In [1]:
import os
import pandas as pd
from transformers import pipeline
from tqdm import tqdm  # For progress tracking

# Suppress Symlink Warning
os.environ["HF_HUB_DISABLE_SYMLINKS_WARNING"] = "1"

# Load classification pipelines
english_emotion_pipeline = pipeline(
    "zero-shot-classification",
    model="joeddav/xlm-roberta-large-xnli"
)

hindi_emotion_pipeline = pipeline(
    "zero-shot-classification",
    model="joeddav/xlm-roberta-large-xnli"
)

# Function to preprocess text (remove special characters, excessive whitespace)
def preprocess_text(text, max_tokens=512, drop_long_texts=False):
    text = ''.join(char if char.isalnum() or char.isspace() else ' ' for char in text)  # Remove special symbols
    text = ' '.join(text.split())  # Remove extra spaces

    tokenized_text = text.split()
    if len(tokenized_text) > max_tokens:
        if drop_long_texts:
            return None
        text = ' '.join(tokenized_text[:max_tokens])  # Truncate text

    return text.strip() if text.strip() else None


# Function to detect emotions in a batch
def detect_emotions_batch(texts, pipeline_func, max_tokens=512):
    labels = ["joy", "anger", "sadness", "fear", "love", "surprise"]  # Define emotion labels
    results = []
    for text in tqdm(texts, desc="Processing texts"):
        preprocessed_text = preprocess_text(text, max_tokens=max_tokens, drop_long_texts=True)
        if preprocessed_text is None:
            results.append(("DROPPED", 0.0))
            continue
        try:
            emotion_result = pipeline_func(preprocessed_text, candidate_labels=labels)
            dominant_emotion = max(zip(emotion_result['labels'], emotion_result['scores']), key=lambda x: x[1])
            results.append(dominant_emotion)
        except Exception as e:
            print(f"Error processing text: '{text[:50]}...' -> {e}")
            results.append(("UNKNOWN", 0.0))  # Fallback for errors
    return results


# Function to augment dataset with emotion labels for both English and Hindi
def augment_dataset_with_emotions(file_path, sample_size=None, max_tokens=512):
    data = pd.read_csv(file_path)

    if sample_size:
        data = data.sample(n=sample_size, random_state=42).reset_index(drop=True)
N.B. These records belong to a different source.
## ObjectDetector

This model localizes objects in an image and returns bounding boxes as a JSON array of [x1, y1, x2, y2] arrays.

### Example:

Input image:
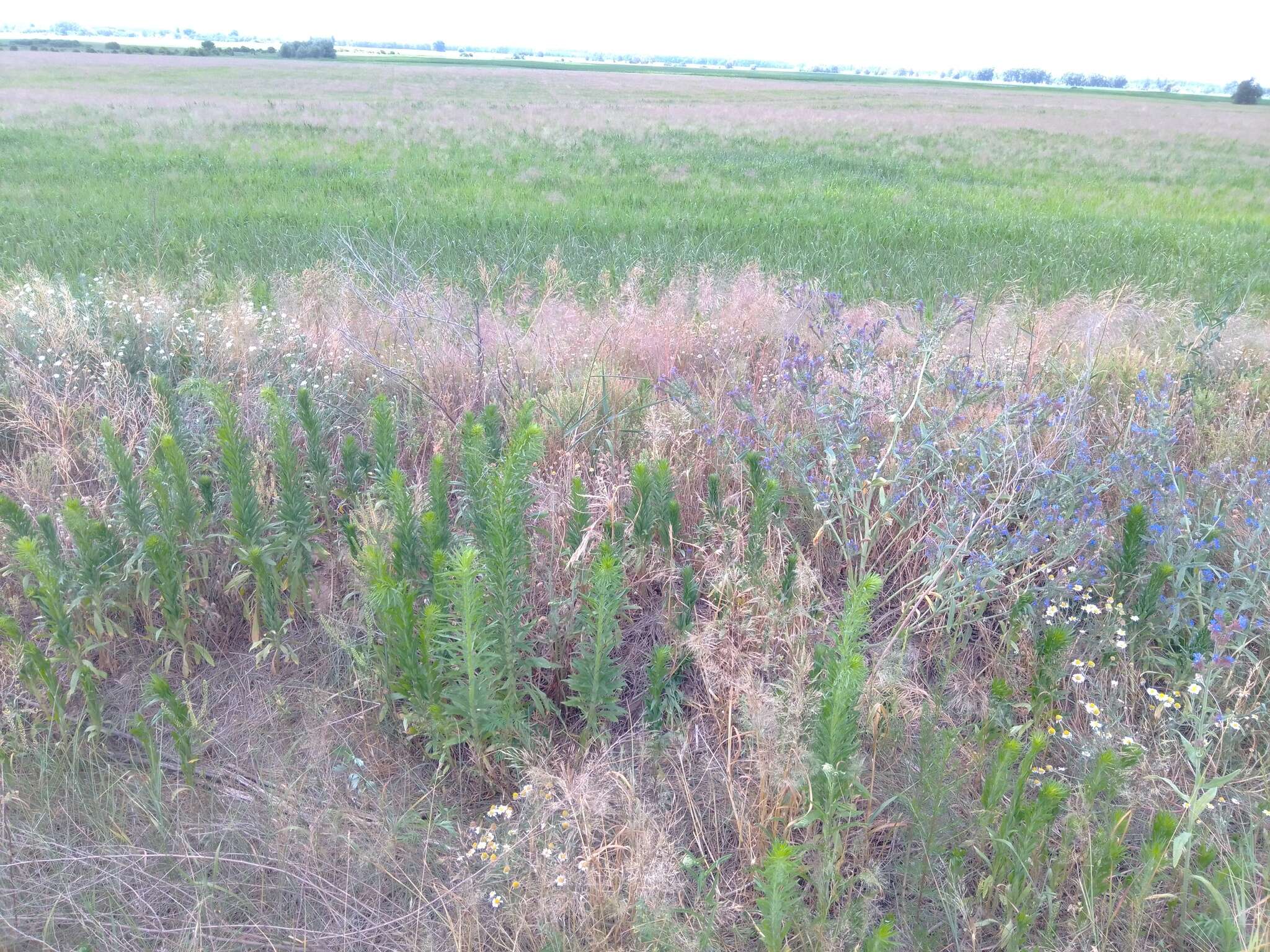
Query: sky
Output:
[[0, 0, 1270, 82]]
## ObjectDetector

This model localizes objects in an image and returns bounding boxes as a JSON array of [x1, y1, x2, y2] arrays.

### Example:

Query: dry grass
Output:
[[0, 269, 1270, 950], [7, 52, 1270, 154]]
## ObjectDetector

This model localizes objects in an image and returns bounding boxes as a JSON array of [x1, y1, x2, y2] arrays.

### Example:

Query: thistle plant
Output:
[[102, 416, 150, 547], [14, 538, 105, 731], [644, 645, 683, 731], [382, 470, 428, 585], [810, 575, 881, 829], [0, 493, 35, 546], [745, 451, 783, 571], [0, 614, 66, 723], [146, 433, 205, 550], [755, 840, 804, 952], [438, 546, 503, 773], [260, 387, 325, 609], [203, 385, 269, 550], [128, 711, 162, 815], [62, 499, 128, 641], [424, 453, 450, 552], [978, 734, 1069, 951], [142, 533, 215, 677], [296, 387, 334, 524], [358, 546, 450, 758], [674, 563, 701, 635], [339, 434, 372, 503], [371, 394, 399, 490], [626, 459, 680, 549], [230, 546, 290, 665], [144, 674, 198, 787], [565, 544, 627, 744], [461, 403, 549, 710]]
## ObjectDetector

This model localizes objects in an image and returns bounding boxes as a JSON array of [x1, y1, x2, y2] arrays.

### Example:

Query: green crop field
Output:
[[0, 52, 1270, 310], [7, 46, 1270, 952]]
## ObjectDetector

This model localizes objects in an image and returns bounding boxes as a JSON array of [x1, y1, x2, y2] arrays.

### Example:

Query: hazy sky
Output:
[[10, 0, 1270, 81]]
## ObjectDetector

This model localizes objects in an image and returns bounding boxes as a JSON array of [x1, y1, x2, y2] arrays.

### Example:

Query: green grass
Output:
[[0, 53, 1270, 310]]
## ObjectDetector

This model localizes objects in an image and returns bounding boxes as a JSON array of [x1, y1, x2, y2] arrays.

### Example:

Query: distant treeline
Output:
[[278, 37, 335, 60], [0, 37, 278, 56]]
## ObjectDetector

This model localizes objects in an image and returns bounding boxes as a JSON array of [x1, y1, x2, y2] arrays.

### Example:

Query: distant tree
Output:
[[1001, 68, 1053, 84], [278, 37, 335, 60], [1231, 77, 1265, 105]]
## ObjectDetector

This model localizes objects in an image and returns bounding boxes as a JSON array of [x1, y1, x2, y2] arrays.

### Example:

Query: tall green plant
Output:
[[745, 451, 783, 571], [0, 614, 66, 723], [296, 387, 334, 524], [62, 499, 127, 640], [143, 532, 215, 676], [371, 394, 399, 488], [144, 674, 198, 787], [755, 840, 804, 952], [441, 546, 503, 773], [102, 416, 150, 547], [565, 542, 626, 744], [14, 538, 105, 731], [260, 387, 324, 608], [360, 546, 450, 757], [810, 575, 881, 826], [461, 403, 548, 708]]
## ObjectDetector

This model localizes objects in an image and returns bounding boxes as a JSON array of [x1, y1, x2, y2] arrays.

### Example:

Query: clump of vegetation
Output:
[[278, 37, 335, 60], [0, 257, 1270, 952], [1231, 79, 1265, 105]]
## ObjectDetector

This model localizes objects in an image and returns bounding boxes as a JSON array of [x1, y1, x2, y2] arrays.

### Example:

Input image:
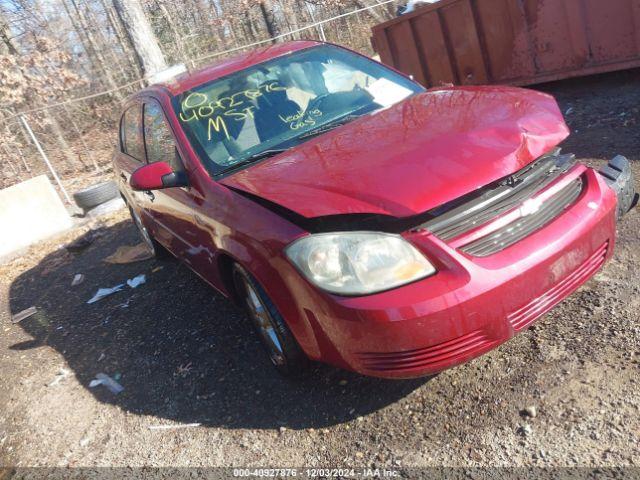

    data['english'] = data['english'].astype(str).fillna("")
    data['hindi'] = data['hindi'].astype(str).fillna("")

    # Detect emotions for English and Hindi with progress tracking
    print("Detecting emotions for English texts...")
    english_results = detect_emotions_batch(data['english'].tolist(), english_emotion_pipeline, max_tokens=max_tokens)
    
    print("Detecting emotions for Hindi texts...")
    hindi_results = detect_emotions_batch(data['hindi'].tolist(), hindi_emotion_pipeline, max_tokens=max_tokens)

    # Extract emotions and confidences
    english_emotions, english_confidences = zip(*english_results)
    hindi_emotions, hindi_confidences = zip(*hindi_results)

    # Add new columns
    data['English_Emotion'] = english_emotions
    data['English_Confidence'] = english_confidences
    data['Hindi_Emotion'] = hindi_emotions
    data['Hindi_Confidence'] = hindi_confidences

    # Drop rows where either emotion was marked as "DROPPED"
    data = data[(data['English_Emotion'] != "DROPPED") & (data['Hindi_Emotion'] != "DROPPED")]
    return data


# Function to prepare translation data
def prepare_translation_data(data):
    return [
        (row['english'], row['hindi'], row['English_Emotion'], row['English_Confidence'], row['Hindi_Emotion'], row['Hindi_Confidence'])
        for _, row in data.iterrows()
    ]


# Function to save the processed data
def save_training_data(data, output_path):
    df = pd.DataFrame(
        data,
        columns=['english', 'hindi', 'English_Emotion', 'English_Confidence', 'Hindi_Emotion', 'Hindi_Confidence']
    )
    df.to_csv(output_path, index=False)


# File paths
file_path = 'hindi_english_parallel.csv'  # Input file path
output_path = 'augmented_translation_data.csv'  # Output file path

# Use a smaller dataset for testing or full dataset
print("Augmenting dataset with emotion labels...")
augmented_data = augment_dataset_with_emotions(file_path, sample_size=500, max_tokens=512)

# Prepare and save the processed data
print("Preparing and saving the final dataset...")
final_data = prepare_translation_data(augmented_data)
save_training_data(final_data, output_path)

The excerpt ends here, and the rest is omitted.